Greek unicode in R Markdown


#1

I have a bookdown book with a lot of greek symbols inline. I've put them in using, I presume, Unicode. In RStudio the text looks like this example:

we get the coefficients (*β*~*i*~) 

Which is nice in that it actually shows the Greek character beta. If I render to gitbook or other HTML it looks as expected. However if I render it to LaTeX (book down::pdf_book) the beta is totally missing:

I realize I could go through and replace all my betas with $\beta$ but that's a daunting prospect given the size of the book.

I tried switching from pdfLaTeX to XeLaTeX to no avail. Any ideas on how I might make my β as well as my α and λ show up in LaTeX?


#2

32%20PM

Moving parts:

  1. The input code
  2. The options given to pandoc for conversion, via tex to pdf
  3. The use of a UTF-8 font that supports the Greek and math symbols, which may have to be specified

Even in the tex file used to generate the image, there's a slight misstatement about direct Unicode. What was actually entered was ȃ ≅Ŷ, but the rendering dropped the ≅symbol.

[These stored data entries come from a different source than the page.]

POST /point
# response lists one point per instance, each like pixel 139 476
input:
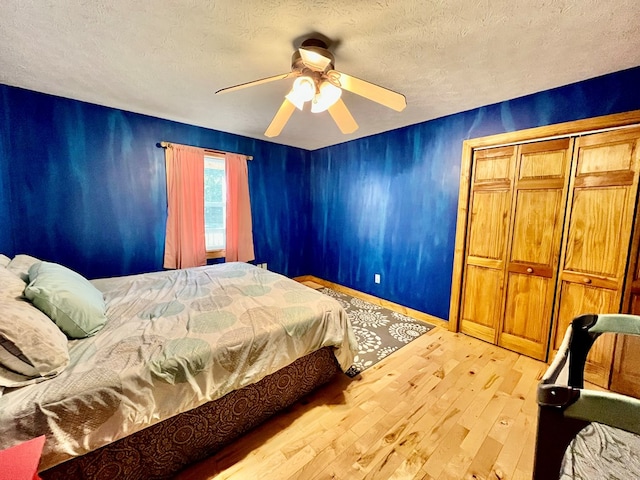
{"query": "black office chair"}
pixel 586 433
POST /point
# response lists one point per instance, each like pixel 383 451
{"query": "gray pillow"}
pixel 20 265
pixel 32 347
pixel 69 299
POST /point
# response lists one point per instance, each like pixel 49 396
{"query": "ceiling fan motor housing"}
pixel 312 45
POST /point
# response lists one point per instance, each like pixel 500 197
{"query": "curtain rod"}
pixel 209 150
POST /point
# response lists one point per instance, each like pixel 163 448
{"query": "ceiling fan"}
pixel 317 82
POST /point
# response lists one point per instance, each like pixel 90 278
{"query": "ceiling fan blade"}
pixel 256 82
pixel 381 95
pixel 314 60
pixel 343 118
pixel 280 119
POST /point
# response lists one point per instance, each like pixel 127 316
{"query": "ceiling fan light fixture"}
pixel 327 96
pixel 304 89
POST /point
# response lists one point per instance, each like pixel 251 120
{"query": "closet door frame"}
pixel 619 120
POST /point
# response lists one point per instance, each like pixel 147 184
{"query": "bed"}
pixel 586 434
pixel 184 362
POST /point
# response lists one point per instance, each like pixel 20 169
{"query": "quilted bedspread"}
pixel 173 341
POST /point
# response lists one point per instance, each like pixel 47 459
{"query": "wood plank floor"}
pixel 446 406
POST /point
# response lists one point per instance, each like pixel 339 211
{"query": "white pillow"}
pixel 20 265
pixel 32 347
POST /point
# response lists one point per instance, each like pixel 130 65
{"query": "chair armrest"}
pixel 617 323
pixel 607 408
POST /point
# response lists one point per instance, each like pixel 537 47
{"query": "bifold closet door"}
pixel 625 377
pixel 538 210
pixel 595 253
pixel 487 230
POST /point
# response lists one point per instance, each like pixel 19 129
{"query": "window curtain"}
pixel 239 247
pixel 185 243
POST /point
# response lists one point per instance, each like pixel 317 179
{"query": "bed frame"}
pixel 160 451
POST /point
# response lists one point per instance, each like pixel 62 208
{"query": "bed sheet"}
pixel 174 340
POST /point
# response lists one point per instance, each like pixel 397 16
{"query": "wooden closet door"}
pixel 539 203
pixel 597 238
pixel 625 377
pixel 488 222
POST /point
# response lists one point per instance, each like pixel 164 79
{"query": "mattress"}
pixel 173 340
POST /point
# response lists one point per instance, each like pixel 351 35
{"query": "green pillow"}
pixel 67 298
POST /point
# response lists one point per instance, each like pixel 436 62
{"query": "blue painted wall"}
pixel 387 204
pixel 84 186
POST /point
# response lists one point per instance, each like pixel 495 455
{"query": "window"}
pixel 215 205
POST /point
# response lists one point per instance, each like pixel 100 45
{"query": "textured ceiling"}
pixel 166 58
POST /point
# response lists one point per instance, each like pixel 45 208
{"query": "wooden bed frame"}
pixel 163 449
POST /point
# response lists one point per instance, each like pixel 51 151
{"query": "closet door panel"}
pixel 488 225
pixel 539 201
pixel 481 302
pixel 576 299
pixel 625 377
pixel 487 239
pixel 597 219
pixel 526 322
pixel 537 213
pixel 598 238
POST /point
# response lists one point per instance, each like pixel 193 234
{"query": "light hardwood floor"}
pixel 446 406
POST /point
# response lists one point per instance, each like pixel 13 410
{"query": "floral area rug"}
pixel 379 331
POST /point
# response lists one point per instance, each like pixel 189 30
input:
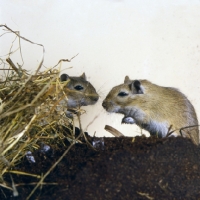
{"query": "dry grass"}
pixel 29 109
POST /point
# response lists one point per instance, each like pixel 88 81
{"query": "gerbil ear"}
pixel 127 80
pixel 64 77
pixel 83 76
pixel 136 85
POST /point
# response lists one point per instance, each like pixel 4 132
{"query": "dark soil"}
pixel 119 168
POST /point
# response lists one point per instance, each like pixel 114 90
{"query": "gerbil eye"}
pixel 122 94
pixel 78 87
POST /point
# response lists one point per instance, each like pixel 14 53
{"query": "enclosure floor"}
pixel 121 168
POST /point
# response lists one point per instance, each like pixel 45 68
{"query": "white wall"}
pixel 157 40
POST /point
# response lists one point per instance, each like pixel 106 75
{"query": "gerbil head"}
pixel 79 91
pixel 123 95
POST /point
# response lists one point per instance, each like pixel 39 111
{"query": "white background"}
pixel 157 40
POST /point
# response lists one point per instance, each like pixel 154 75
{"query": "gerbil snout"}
pixel 107 105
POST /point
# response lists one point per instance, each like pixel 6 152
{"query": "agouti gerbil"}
pixel 157 109
pixel 79 91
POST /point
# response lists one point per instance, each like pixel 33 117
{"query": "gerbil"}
pixel 79 91
pixel 153 108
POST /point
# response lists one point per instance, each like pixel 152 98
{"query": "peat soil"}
pixel 118 168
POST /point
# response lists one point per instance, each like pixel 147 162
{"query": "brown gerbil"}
pixel 79 92
pixel 153 108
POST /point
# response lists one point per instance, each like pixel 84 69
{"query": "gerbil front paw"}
pixel 128 120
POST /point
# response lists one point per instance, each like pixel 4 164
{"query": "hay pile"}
pixel 29 111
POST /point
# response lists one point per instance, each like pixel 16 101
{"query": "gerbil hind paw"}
pixel 128 120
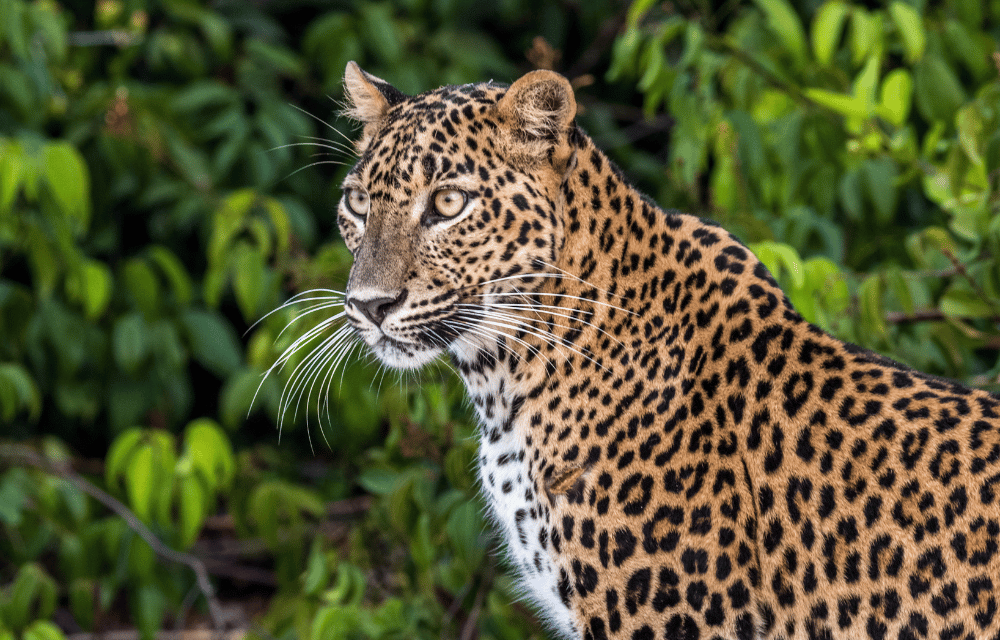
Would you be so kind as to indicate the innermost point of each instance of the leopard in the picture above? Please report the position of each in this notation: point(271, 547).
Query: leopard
point(667, 448)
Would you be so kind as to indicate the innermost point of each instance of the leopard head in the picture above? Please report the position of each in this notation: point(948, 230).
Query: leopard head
point(455, 201)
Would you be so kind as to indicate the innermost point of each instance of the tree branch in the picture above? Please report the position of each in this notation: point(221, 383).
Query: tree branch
point(24, 455)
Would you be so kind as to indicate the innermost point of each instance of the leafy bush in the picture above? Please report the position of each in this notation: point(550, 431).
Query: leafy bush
point(160, 193)
point(867, 139)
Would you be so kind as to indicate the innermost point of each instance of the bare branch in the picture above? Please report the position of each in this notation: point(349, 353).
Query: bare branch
point(23, 455)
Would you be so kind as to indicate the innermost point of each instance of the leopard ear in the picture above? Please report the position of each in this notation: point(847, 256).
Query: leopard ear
point(369, 98)
point(540, 104)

I think you have two additional unpalatable choices in addition to the one you identified, which isn't actually that bad given that stringr handles Unicode pretty well:

  1. Run your Rmd files from the command line and call knitr with your own pandoc flags, which basically means reverse engineering from a tex that outputs what you want.

  2. Edit the tex files, but no one is that masochistic.

Here's the tex file I used:

% Input to XeLaTeX is full Unicode, so Unicode characters can be typed directly into the source.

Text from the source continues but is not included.